Now, that was a hard pill for me to take at first because I wore my badge with pride. And then I realized, it was no badge, I was just a part of a huge community. I went to where the people were and where the people were was exactly where I wanted them to be, and I kept thinking I had to get them through inspiration and motivation and instruction. And yet, really all I needed to do is to get in proximity. Which is what facilitation does, you get into proximity and you find out where your people are. For me, I've done it recently. I shared in the last few weeks about some recent family rooms that I did. That was all an intent to go to where the people are.

If there's one great takeaway from our lesson today that John's teaching us, and we'll be back next week for part two if I can get Chris to show up again, little jury's out on that, but great leaders are great teachers. What John's really saying is positional leaders are best when they come in and get connected at the same level with the people that they're trying to lead.

Chris Goede:

That's good.

Mark Cole:

I love that.
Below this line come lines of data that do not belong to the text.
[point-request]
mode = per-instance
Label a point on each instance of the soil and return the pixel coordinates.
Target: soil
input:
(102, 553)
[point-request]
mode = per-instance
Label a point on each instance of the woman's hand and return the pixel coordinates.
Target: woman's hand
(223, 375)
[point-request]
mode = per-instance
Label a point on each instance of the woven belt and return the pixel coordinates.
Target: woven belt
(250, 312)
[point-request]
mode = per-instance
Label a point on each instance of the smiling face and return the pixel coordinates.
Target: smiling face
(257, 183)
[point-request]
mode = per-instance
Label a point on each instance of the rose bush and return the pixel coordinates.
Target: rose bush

Hey, I want to again remind you, touch a heart before you ask for a hand. I want to go back to, because I told you that I would, and I want to remind you, I want you to go to maxwellpodcast.com/facilitator if you want to be more impacting in your team, in your organization. We're going to give you some tools, some resources. We're going to invite you into a community, a tribe of facilitators. We're going to give you some guides, some people that'll help make you better. And then you're going to go in turn and make people in the organization better.
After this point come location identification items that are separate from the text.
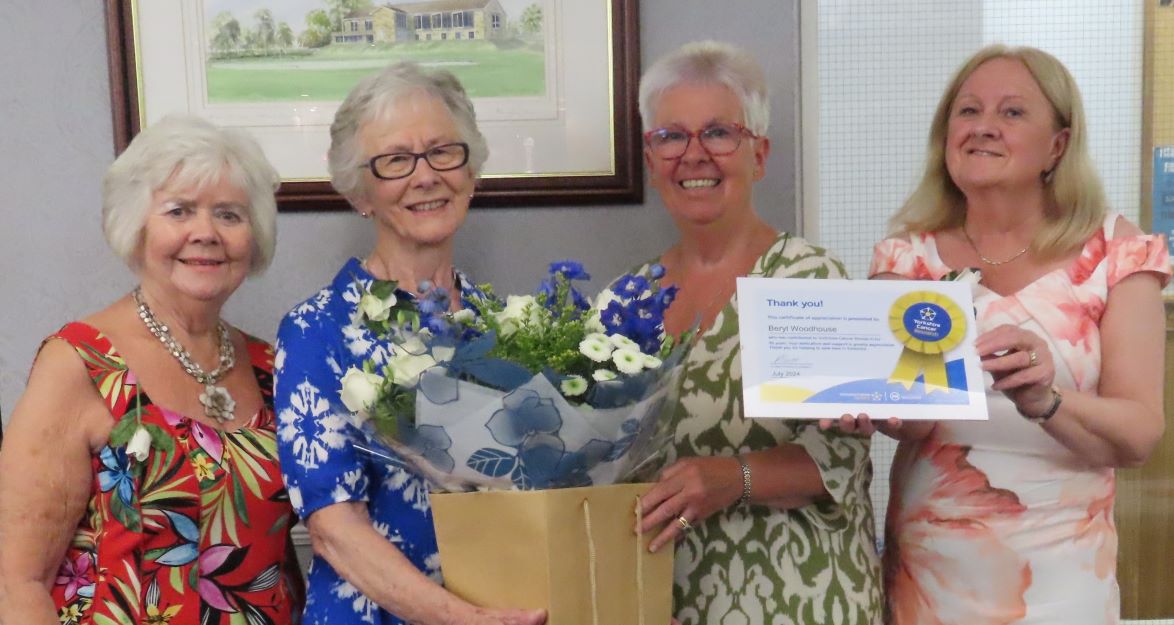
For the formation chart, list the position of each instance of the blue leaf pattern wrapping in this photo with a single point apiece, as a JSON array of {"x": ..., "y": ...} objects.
[{"x": 316, "y": 343}]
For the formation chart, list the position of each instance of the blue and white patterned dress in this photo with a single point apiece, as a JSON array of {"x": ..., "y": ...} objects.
[{"x": 317, "y": 342}]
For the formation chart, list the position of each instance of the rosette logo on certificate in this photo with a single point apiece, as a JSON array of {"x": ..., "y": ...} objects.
[{"x": 823, "y": 348}]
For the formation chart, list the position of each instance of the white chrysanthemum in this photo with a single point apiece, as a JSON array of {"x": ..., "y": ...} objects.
[
  {"x": 604, "y": 375},
  {"x": 573, "y": 385},
  {"x": 623, "y": 342},
  {"x": 359, "y": 390},
  {"x": 376, "y": 309},
  {"x": 628, "y": 361},
  {"x": 595, "y": 347}
]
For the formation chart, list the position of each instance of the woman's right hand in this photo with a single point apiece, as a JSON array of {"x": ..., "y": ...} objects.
[{"x": 894, "y": 428}]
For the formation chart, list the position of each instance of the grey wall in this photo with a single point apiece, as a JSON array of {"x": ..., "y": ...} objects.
[{"x": 55, "y": 142}]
Let me close today with a listener comment. I love closing like this. You guys do this for us. Whether it's YouTube viewers or whether it's podcast listeners, when you give us a quote or a question or a comment, it's fuel for us around here.

Chris Goede:

Yes. Yes.

Mark Cole:

So please keep doing that. Wherever you listen to podcast, give us a five-star rating or tell us why you can't give us a five-star rating. Let us work hard at earning your trust in your leadership journey. Today's comment comes from Benedict. Benedict listened to the podcast episode, Transferring the Vision to the Heart and the Head. What a great one, Benedict, because we talked about touch a heart before you ask for a hand. And so, Benedict said, "Thank you so much for this powerful topic designed for leaders on how to transfer vision to their team emotionally and logically. I'm very grateful for this podcast and for its life-changing and valuable lessons." Benedict, you are why we do what we do. To the rest of you, you're why we do what we do too. We do it in hopes to empower you to bring powerful, positive change, because everyone deserves to be led well.

3 thoughts on “Great Leaders Are Great Teachers (Part 1)”

  1. As always another great episode.

    Pondering John’s lesson today wherein he says one must go to where the students are has given me great insight into how to lead my personal leadership.

    I am not in a formal leadership role. With the help of the Maxwell team I am able to prepare for the inevitable position in the future.

    Many thanks to the entire team.

    I am,

    Very truly yours,

    Maryanne Linzer

  2. Great teaching. My takeaway is for me to start intentionally putting time aside to bring a teaching nugget to share with the team for a weekly meeting.